The 28th Jazz Reggae Festival over the Memorial Day weekend brought together a fusion of music, art and food to feed both soul and stomach on the UCLA campus.
Music was the main course, art installations at the event included live painting and Venice art walls.
The menu included barbecue, fried fish, Ethiopian and Jamaican fare, Caribbean burgers, Italian ices, falafel, ice cream … and no beer in sight.
Jazz Reggae Day 1Highlights: Snoop Dogg
Snoop Dogg Headlined the Jam Day, which also featured Aloe Blacc, The Internet , the Sarah Reich Tap Music Project, Georgia Anne Muldrow and Soulection's Andre Power.
The very upbeat singer/songwriter Aloe Blacc alternated between jazz and funk tunes, ska beats and folk. He danced the whole time he performed, even succeeding in getting the crowd up and doing a “Soul Train”-style dance even though the weather was hot and humid with temperatures reaching into the 90s.
Blacc spoke in between sets about meeting Dr. Dre, and how Dre was not impressed with his music. So he went back to create something better. It must have been good, since Dre now uses his Blacc's music in his commercials now. Blacc closed his set with a ska rendition of "California Dreaming."
Headliner and hip-hop renaissance rapper Snoop Dogg, a self-proclaimed toker, woke up the smoke- and jazz-infused crowd. Most of his set came from his recent album “Reincarnation,” which featured his reggae-inspired Snoop Lion persona.

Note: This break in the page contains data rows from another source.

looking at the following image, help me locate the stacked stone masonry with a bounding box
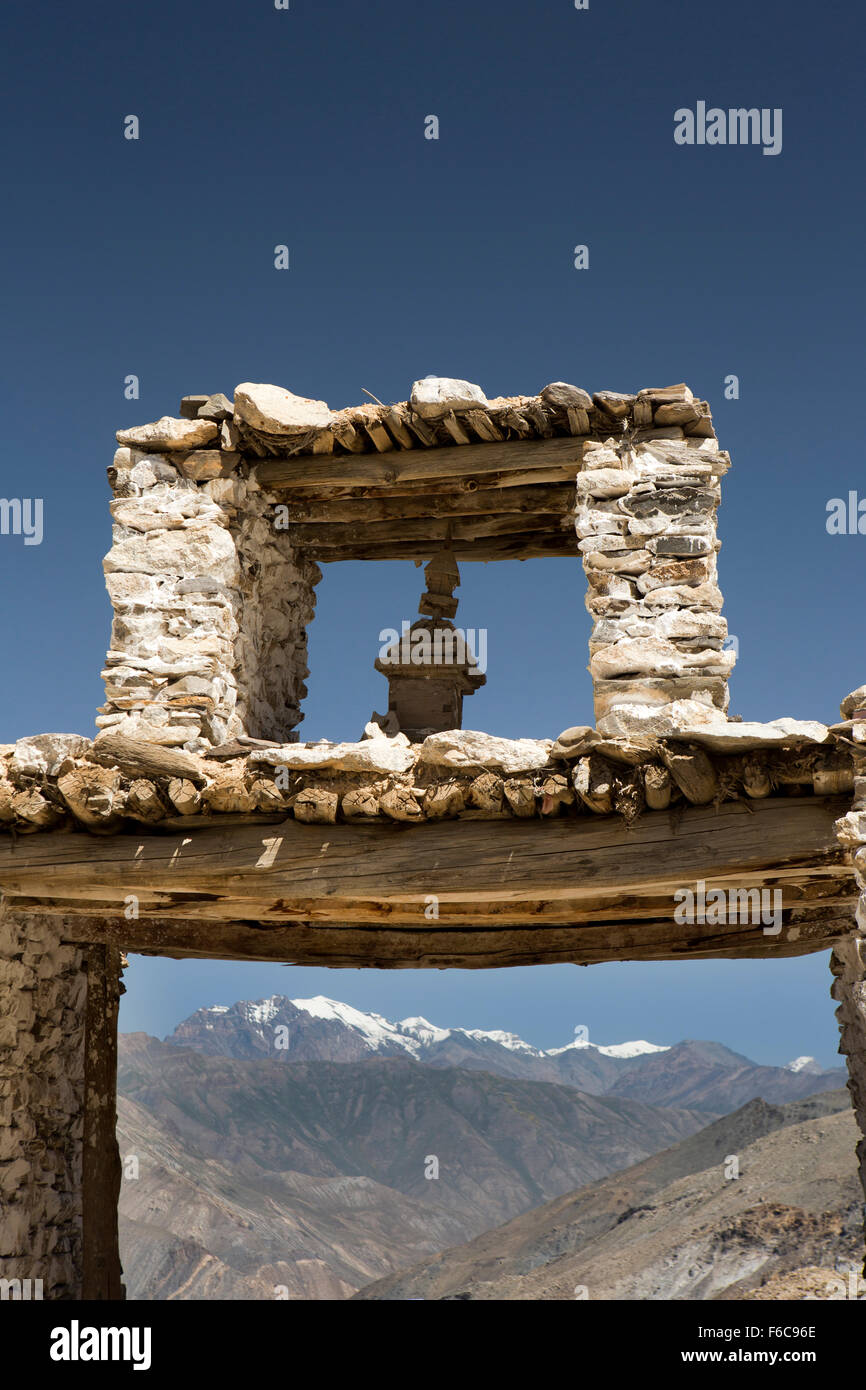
[100,377,722,752]
[832,681,866,1263]
[0,716,856,836]
[0,910,86,1299]
[575,387,734,722]
[3,374,866,1300]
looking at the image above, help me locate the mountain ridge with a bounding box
[163,994,846,1113]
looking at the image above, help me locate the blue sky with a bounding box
[2,0,863,1065]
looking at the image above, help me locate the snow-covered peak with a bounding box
[461,1028,542,1057]
[595,1040,671,1059]
[784,1055,820,1074]
[291,996,418,1053]
[398,1016,452,1046]
[197,995,670,1066]
[240,997,283,1026]
[546,1038,670,1059]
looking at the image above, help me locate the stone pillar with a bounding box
[578,419,735,725]
[829,935,866,1276]
[0,910,86,1299]
[832,684,866,1274]
[0,910,124,1300]
[100,429,319,751]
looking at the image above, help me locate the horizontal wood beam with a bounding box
[309,535,577,562]
[256,435,586,492]
[287,513,573,550]
[12,903,857,968]
[277,466,585,502]
[284,484,576,523]
[0,798,853,965]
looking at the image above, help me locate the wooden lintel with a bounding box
[283,484,576,524]
[256,435,586,492]
[310,535,577,562]
[0,797,853,965]
[285,513,572,550]
[81,943,124,1300]
[13,904,857,968]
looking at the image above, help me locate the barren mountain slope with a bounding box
[355,1093,859,1300]
[118,1032,711,1298]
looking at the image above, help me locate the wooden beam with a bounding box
[273,467,583,502]
[256,435,586,492]
[283,484,576,524]
[11,877,854,928]
[310,534,577,561]
[287,512,573,550]
[0,798,852,964]
[20,902,857,968]
[88,736,209,787]
[81,943,124,1300]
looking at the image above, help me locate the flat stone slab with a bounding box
[250,732,415,774]
[597,699,830,751]
[418,730,553,773]
[233,382,333,435]
[116,417,219,451]
[409,376,488,419]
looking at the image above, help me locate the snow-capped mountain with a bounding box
[165,996,846,1110]
[784,1056,824,1075]
[171,993,666,1068]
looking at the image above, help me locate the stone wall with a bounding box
[0,909,86,1299]
[830,933,866,1275]
[832,683,866,1268]
[101,378,729,752]
[576,405,735,723]
[101,417,319,752]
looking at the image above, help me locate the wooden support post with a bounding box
[82,943,124,1300]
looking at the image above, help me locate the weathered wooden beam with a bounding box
[256,435,586,492]
[11,876,853,928]
[81,943,124,1301]
[0,799,852,965]
[310,534,577,561]
[17,901,857,968]
[273,466,583,502]
[287,512,573,550]
[282,484,576,524]
[88,735,209,787]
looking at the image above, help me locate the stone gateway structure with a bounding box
[1,375,864,1300]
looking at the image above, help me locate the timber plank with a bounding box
[0,799,849,955]
[283,484,576,523]
[288,512,573,549]
[256,435,586,491]
[21,902,855,966]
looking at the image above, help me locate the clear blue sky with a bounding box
[1,0,863,1066]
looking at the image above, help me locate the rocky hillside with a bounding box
[117,1032,710,1299]
[355,1091,860,1301]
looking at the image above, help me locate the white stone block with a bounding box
[234,382,332,435]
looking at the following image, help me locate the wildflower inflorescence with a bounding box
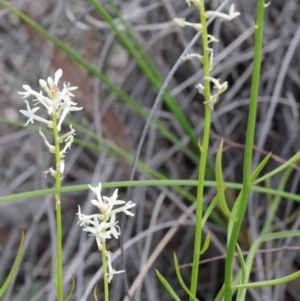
[175,3,240,109]
[19,69,82,177]
[77,183,136,283]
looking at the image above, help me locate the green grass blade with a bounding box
[224,1,267,298]
[155,269,182,301]
[93,285,99,301]
[2,179,300,205]
[173,253,200,301]
[202,194,219,226]
[214,283,225,301]
[0,232,25,297]
[200,231,211,255]
[250,152,272,182]
[234,270,300,289]
[216,141,236,220]
[236,243,246,284]
[64,276,75,301]
[234,230,300,290]
[252,150,300,185]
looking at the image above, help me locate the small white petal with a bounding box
[54,69,63,85]
[47,76,54,88]
[19,101,40,126]
[39,79,48,89]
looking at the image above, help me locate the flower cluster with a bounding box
[196,77,228,110]
[77,183,136,283]
[175,3,240,109]
[19,69,82,177]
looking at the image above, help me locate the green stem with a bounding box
[189,1,212,299]
[224,1,266,300]
[101,242,109,301]
[52,114,63,301]
[1,180,300,204]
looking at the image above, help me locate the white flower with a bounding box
[106,251,125,283]
[57,95,82,131]
[182,53,204,62]
[89,183,106,211]
[204,77,228,93]
[57,125,75,143]
[205,4,240,21]
[174,18,202,31]
[77,206,93,227]
[77,183,135,283]
[81,217,112,250]
[19,100,40,125]
[19,69,82,131]
[108,213,121,239]
[39,128,55,153]
[185,0,200,8]
[77,183,136,236]
[39,69,64,99]
[89,183,130,216]
[103,189,126,211]
[60,133,74,157]
[19,86,53,111]
[196,77,228,110]
[43,167,56,178]
[58,160,65,177]
[19,101,53,127]
[123,201,136,216]
[207,35,219,44]
[195,83,205,94]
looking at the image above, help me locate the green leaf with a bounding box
[250,152,272,182]
[173,254,200,301]
[64,275,75,301]
[234,269,300,289]
[216,141,236,221]
[200,231,211,255]
[227,192,242,245]
[156,269,182,301]
[214,283,225,301]
[236,243,246,284]
[202,194,219,226]
[93,284,99,301]
[198,139,203,153]
[253,150,300,185]
[0,231,25,297]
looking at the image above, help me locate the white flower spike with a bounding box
[19,69,82,131]
[77,183,136,283]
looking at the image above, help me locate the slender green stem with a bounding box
[224,1,266,300]
[234,269,300,288]
[189,1,212,299]
[236,167,293,300]
[52,114,63,301]
[0,232,25,297]
[101,242,109,301]
[2,180,300,205]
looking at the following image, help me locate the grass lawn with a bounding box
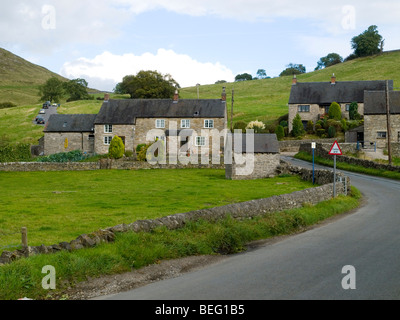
[0,168,315,252]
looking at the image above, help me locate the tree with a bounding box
[292,114,305,137]
[275,125,285,141]
[108,136,125,159]
[38,77,64,103]
[279,63,306,77]
[351,25,383,58]
[349,102,360,120]
[115,70,180,99]
[256,69,267,79]
[328,102,342,120]
[235,73,253,82]
[63,78,91,102]
[315,53,343,70]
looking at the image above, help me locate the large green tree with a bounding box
[115,70,180,99]
[235,73,253,81]
[38,77,64,103]
[63,78,91,102]
[315,53,343,70]
[351,25,383,58]
[279,63,306,77]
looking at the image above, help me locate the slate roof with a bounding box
[94,99,226,125]
[364,90,400,114]
[233,133,279,154]
[44,114,96,132]
[289,80,393,105]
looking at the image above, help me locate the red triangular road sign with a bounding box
[329,140,342,155]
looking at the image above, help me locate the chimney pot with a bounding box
[104,93,110,101]
[292,75,297,85]
[173,90,179,103]
[221,87,227,102]
[331,73,336,85]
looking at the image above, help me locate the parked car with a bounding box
[39,109,45,114]
[43,101,51,109]
[36,117,45,124]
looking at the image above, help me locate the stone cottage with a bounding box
[225,133,280,180]
[43,90,228,156]
[288,74,392,132]
[363,90,400,148]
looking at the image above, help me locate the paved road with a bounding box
[32,105,57,126]
[96,157,400,300]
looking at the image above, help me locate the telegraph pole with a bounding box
[231,87,234,132]
[386,80,392,165]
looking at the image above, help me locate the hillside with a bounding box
[179,50,400,125]
[0,49,400,145]
[0,48,68,106]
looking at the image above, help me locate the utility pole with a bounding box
[231,87,234,132]
[386,80,392,165]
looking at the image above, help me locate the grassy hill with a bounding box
[0,48,69,106]
[1,49,400,145]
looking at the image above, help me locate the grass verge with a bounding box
[294,151,400,180]
[0,187,361,300]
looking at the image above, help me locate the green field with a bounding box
[0,169,315,252]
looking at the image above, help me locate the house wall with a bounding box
[94,124,134,155]
[288,103,365,132]
[44,132,94,155]
[364,114,400,148]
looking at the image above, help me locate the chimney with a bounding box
[104,93,110,102]
[221,87,227,102]
[292,74,297,85]
[331,73,336,85]
[173,90,179,103]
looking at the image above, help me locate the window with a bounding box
[345,104,351,112]
[195,136,206,146]
[104,124,113,133]
[298,105,310,113]
[104,136,112,145]
[88,134,95,140]
[377,131,387,139]
[156,119,165,128]
[204,119,214,128]
[181,119,190,128]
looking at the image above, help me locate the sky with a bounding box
[1,1,400,92]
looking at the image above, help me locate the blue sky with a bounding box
[1,1,400,91]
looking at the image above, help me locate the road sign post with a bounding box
[329,141,342,198]
[311,142,316,184]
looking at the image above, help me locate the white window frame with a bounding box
[377,131,387,139]
[298,105,310,113]
[204,119,214,128]
[195,136,206,147]
[104,136,113,145]
[156,119,166,128]
[181,119,190,128]
[104,124,113,133]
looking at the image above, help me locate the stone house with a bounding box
[43,114,97,155]
[225,133,280,180]
[288,74,392,132]
[43,90,228,156]
[363,90,400,148]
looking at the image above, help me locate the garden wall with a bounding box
[279,138,340,153]
[0,160,350,265]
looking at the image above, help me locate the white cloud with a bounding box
[60,49,235,91]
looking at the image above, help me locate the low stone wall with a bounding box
[0,160,350,265]
[299,142,400,173]
[0,160,225,172]
[279,138,341,153]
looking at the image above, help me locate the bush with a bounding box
[279,120,288,128]
[0,143,32,162]
[36,150,87,163]
[306,120,314,134]
[0,102,17,109]
[233,121,247,133]
[137,143,152,161]
[246,120,266,133]
[108,136,125,159]
[292,114,305,137]
[275,125,285,141]
[328,126,337,138]
[328,102,342,120]
[316,129,326,137]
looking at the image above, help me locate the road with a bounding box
[95,157,400,300]
[32,105,57,126]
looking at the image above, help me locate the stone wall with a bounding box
[225,153,281,180]
[279,138,340,153]
[364,114,400,149]
[44,132,94,156]
[0,160,351,265]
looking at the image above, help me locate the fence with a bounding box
[356,141,377,152]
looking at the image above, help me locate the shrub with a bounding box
[246,120,266,133]
[36,150,87,163]
[137,143,152,161]
[279,120,288,128]
[328,102,342,120]
[306,120,314,134]
[136,144,147,153]
[326,119,343,133]
[108,136,125,159]
[0,143,32,162]
[233,121,247,133]
[0,102,17,109]
[275,125,285,141]
[316,129,326,137]
[292,114,305,137]
[328,126,336,138]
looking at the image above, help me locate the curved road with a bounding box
[96,157,400,300]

Snoop asked if there where any mo***f****** stoners in the house. The crowd cheered. Because there were.
Breaking out in a little wiggle dance himself, he dedicated Jason Derulo's "Wiggle" to all “the sexy ladies in the house.”
Snoop told the crowd, ”UCLA – this ain't the last time you seen a bad guy like me, because if you want me to come back, I will.
"And the last thing I'm going to say is this: Smoke weed mother*****!!!"
Sounds like he means it.
Jazz Reggae Day 2
Highlights: Ky-Mani Marley and Black Uhuru
Black Uhuru rocked the reggae stage with a sexy backup dancer and got the audience dancing with "General Penitentiary"
The closing headliner of the festival was Ky-Mani Marley and his bass-heavy band. They played songs from his new album, some old-school jams, and a few tunes made famous by his legendary father Bob Marley.
During the set, Ky-Mani brought out his son KJ for a surprise performance with the voice of Bob Marley singing the intro. After that, father and son broke out in a rap tune with the younger Marley taking the lead and showing off the next musical generation from the famed family tree.
The celebration of reggae music, dancing and fun was a big success. The students from UCLA did a great job setting up the event and were all very professional.
EXTRA: From UCLA's blog a documentary on the history of Reggae music.
If you're a reggae fan, music history buff, or both, then you should definitely check out a 2002 BBC documentary called “Reggae: The Story Of Jamaican Music.” The film, presented in 3 parts, features some awesome archival footage and interviews with various reggae legends.
PART 1 The first part focuses on the early Ska period of the 1950s while highlighting the social/political history of Jamaican independence.
PART 2 The second part looks at roots reggae and the emergence of influential artists such as Bob Marley.
PART 3 The third and final part highlights the progression of reggae sounds in the 1980s up till today. The film is quite lengthy, running about 3 hours but it's well worth the watch!